The Big Bang theory clearly still has a long way to go in order to be able to explain the origin of the universe. That is not to say that the theory as it stands is in any way wrong.

The staggering amount of evidence in support of the Big Bang theory is simply overwhelming. So much so that the theory simply cannot now be overturned. What is known to agree with the theory today cannot be changed tomorrow, by any theory, to make it disagree.

The situation is such that any new theory, far from displacing the Big Bang, would have to incorporate it. In other words, it can only be improved upon in much the same way that Einstein incorporated Newton's theory of gravity into his own theory of relativity. Relativity did not overthrow Newton's theory, it incorporated and developed it.
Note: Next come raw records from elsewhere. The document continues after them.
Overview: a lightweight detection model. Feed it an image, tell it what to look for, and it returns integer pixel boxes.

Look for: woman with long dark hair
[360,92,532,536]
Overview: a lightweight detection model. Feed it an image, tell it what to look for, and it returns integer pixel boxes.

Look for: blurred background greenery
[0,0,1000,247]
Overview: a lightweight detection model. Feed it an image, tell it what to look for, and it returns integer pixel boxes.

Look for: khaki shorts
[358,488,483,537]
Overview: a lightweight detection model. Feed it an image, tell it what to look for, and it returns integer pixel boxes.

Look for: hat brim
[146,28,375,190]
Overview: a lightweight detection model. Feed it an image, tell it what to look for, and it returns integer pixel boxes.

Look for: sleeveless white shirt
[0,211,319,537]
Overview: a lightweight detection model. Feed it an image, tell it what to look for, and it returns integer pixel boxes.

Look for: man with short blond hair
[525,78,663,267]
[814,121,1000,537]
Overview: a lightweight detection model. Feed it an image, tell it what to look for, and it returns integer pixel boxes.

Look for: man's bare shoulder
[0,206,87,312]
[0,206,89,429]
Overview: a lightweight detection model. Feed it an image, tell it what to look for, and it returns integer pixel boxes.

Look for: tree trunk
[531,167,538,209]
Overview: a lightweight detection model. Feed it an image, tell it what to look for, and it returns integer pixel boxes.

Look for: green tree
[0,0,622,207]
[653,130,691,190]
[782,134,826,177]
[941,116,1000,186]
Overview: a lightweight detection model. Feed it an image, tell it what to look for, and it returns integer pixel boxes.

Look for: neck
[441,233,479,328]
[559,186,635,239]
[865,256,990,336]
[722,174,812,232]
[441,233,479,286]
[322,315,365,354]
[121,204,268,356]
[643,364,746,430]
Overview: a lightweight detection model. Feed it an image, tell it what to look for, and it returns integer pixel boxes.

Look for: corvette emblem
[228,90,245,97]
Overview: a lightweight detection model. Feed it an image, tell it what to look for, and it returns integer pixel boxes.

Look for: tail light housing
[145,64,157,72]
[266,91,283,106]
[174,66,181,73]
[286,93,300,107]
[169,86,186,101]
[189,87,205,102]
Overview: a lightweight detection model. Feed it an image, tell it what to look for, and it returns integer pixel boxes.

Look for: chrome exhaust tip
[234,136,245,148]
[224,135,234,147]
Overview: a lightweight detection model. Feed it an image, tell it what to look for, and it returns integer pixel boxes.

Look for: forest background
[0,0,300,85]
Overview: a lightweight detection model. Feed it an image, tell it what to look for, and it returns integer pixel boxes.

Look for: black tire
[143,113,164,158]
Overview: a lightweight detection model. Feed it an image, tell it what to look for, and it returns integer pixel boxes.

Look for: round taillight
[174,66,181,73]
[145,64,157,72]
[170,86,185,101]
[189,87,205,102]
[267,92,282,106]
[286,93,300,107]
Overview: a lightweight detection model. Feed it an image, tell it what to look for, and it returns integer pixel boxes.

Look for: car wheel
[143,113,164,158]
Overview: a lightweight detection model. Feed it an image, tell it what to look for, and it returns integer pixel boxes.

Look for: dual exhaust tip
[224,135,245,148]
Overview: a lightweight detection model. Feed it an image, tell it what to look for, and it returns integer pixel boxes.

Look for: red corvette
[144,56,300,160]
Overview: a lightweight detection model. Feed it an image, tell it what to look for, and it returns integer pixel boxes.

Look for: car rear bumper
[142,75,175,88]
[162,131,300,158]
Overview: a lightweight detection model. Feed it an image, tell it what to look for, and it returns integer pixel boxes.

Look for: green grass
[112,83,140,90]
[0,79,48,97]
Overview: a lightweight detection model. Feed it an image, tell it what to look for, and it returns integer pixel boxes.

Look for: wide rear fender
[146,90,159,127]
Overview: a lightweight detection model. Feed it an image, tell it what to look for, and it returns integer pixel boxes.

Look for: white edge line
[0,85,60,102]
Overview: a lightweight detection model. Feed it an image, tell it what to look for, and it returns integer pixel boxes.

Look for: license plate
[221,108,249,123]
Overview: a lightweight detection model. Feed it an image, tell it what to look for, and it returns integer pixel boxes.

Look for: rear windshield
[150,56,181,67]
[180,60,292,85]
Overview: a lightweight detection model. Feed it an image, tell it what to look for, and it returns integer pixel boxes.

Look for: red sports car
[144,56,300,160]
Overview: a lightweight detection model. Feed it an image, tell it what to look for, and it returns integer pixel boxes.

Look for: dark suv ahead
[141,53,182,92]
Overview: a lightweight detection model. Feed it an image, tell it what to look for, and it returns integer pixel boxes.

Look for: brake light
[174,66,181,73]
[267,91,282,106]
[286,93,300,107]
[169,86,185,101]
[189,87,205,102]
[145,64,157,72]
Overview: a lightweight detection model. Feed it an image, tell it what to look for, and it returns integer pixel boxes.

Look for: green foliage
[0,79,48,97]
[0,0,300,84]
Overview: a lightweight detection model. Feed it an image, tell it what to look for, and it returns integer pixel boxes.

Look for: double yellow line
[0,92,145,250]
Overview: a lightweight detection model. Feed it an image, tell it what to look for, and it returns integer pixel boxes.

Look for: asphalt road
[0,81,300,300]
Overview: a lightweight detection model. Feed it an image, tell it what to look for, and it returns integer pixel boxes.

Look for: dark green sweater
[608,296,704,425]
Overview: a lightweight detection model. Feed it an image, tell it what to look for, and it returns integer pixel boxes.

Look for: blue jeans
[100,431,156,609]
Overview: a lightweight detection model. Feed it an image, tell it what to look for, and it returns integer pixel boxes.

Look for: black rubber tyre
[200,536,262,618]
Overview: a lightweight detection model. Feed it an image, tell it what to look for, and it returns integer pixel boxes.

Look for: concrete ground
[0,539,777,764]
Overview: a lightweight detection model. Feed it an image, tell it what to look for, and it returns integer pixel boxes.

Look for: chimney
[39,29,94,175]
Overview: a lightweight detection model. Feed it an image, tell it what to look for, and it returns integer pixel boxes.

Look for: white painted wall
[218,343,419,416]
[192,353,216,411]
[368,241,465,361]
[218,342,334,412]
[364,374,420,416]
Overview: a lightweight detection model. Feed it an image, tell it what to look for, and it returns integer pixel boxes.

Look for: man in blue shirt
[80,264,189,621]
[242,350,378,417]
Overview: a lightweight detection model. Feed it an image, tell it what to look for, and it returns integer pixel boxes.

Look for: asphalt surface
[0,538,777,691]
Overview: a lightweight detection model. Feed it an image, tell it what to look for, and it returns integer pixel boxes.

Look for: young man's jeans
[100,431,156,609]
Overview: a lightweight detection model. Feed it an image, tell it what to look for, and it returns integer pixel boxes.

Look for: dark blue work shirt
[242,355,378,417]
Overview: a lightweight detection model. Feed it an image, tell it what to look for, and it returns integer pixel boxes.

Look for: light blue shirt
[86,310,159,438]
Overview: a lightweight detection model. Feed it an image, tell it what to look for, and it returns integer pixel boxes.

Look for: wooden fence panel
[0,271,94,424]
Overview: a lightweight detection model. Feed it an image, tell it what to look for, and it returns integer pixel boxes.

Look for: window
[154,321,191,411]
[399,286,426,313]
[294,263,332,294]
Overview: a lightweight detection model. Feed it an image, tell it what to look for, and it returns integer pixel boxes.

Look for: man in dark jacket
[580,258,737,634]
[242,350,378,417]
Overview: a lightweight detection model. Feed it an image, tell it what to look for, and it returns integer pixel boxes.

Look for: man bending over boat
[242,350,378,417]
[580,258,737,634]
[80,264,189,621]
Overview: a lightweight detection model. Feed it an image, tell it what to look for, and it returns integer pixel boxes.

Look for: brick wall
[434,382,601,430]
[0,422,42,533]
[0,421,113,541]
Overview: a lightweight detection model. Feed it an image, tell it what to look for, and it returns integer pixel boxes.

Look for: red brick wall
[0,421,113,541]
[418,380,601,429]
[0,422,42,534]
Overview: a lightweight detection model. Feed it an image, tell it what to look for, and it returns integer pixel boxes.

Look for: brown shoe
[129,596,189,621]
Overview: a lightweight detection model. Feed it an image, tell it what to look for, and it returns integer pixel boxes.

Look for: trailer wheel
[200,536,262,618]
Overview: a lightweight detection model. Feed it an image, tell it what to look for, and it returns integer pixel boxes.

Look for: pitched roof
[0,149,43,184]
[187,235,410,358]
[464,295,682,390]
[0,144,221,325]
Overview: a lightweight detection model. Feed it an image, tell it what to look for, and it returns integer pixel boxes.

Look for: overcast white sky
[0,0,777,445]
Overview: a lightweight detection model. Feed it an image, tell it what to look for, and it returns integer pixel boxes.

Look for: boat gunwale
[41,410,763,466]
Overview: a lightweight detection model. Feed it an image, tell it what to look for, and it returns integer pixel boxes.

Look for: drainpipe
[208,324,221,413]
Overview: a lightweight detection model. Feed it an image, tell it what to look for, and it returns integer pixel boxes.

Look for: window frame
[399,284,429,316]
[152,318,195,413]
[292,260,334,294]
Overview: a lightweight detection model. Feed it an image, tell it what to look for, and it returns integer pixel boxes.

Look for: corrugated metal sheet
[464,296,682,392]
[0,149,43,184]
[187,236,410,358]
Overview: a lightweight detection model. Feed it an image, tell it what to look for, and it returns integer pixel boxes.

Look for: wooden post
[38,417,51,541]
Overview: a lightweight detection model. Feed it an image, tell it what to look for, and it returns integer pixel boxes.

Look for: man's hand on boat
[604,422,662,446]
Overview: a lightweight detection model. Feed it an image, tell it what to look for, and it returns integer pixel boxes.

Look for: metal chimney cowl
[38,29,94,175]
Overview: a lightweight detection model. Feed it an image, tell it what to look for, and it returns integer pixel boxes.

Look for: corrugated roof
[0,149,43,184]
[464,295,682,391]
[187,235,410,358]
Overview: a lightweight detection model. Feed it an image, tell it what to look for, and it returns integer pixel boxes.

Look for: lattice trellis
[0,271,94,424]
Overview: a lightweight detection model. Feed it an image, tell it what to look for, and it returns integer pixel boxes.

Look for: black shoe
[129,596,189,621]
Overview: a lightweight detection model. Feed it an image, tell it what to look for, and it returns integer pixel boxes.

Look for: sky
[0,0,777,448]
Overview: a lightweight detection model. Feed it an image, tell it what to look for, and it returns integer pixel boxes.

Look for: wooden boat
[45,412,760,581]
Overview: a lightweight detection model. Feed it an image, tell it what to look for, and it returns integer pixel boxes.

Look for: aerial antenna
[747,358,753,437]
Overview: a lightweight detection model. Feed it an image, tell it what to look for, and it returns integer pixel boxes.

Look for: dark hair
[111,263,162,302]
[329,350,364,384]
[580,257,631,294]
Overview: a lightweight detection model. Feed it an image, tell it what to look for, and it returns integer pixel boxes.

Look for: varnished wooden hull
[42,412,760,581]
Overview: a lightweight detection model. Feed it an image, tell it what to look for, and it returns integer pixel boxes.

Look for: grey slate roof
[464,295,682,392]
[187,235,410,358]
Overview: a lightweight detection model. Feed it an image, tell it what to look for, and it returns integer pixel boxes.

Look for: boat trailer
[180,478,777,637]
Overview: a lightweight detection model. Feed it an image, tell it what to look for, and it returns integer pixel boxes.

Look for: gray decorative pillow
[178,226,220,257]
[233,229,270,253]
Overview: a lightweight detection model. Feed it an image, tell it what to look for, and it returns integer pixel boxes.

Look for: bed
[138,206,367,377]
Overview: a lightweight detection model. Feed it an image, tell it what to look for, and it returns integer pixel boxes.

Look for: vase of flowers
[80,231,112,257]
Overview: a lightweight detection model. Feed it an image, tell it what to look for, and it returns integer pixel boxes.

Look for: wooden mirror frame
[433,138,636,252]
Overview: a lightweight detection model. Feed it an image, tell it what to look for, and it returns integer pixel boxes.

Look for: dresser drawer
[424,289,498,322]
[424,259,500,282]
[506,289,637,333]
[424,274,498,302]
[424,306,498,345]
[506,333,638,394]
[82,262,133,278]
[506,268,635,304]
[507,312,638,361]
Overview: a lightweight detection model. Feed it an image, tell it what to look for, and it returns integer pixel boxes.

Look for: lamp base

I realise that some people do not support the Big Bang theory, and a few have contacted me to inform me of this. Okay, agreed, it is 'only a theory.' It is also 'only a theory' that the Earth orbits the Sun, and not the other way around. But eventually, the mass of accumulated evidence for 'only a theory' becomes so powerful and persuasive it becomes impossible to ignore, whether or not you happen to like it.

For more information on the Big Bang and related topics, the following is an excellent site: In the Beginning


POLL & MESSAGE BOARD

The Big Bang theory

Is the Big Bang theory correct?


Current Results

In a nut shell, here are the reasons why the Big Bang theory is believed to be correct. Taken from Ask the Space Scientist

1.... The universe is expanding.

2.... There exists a cosmic background radiation field detectable at microwave frequencies.

3.... The cosmic microwave background field is measurably isotropic to better than a few parts in 100,000 after compensation is made for the relativistic Doppler effect caused by Earth/Sun/Milky Way motion.

4.... The cosmic microwave background radiation field is precisely that of a black body.

5.... The cosmic microwave background radiation field has a temperature of 2.7 K.

6.... There does exist a universal abundance ratio of helium to hydrogen consistent with the current expansion rate and cosmic background temperature.

7.... The cosmological abundance of deuterium relative to hydrogen and helium is consistent with the levels expected given the current expansion rate and density.

8.... There are only three families of neutrinos.

9.... The night sky is not as bright as the surface of the Sun.

10... The cosmic background radiation field is slightly lumpy at a level of one part in 100,000 to 1,000,000.

11... There are no objects that have ages indisputably greater than the expansion age of the universe.

12... There are about 10,000,000,000 photons in the cosmic background radiation field for every proton and neutron of matter.

13... The degree of galaxy clustering observed is consistent with an expanding universe with a finite age less than 20 billion years.

14... There are no elements heavier than lithium which have a universal abundance ratio.

15... The universe was once opaque to its own radiation.

16... The universe is now dominated exclusively by matter and not a mixture of matter and anti-matter.

I should point out that, although some rival theories have proposed alternate explanations to a few of these observations, there are no rivals that provide a simple explanation for ALL of these remarkable observations. What could be simpler than a universe expanding from a hot, dense state to the present cool, rarified one with all of the above features emerging! No new physics is required.

I think that is pretty convincing, don't you?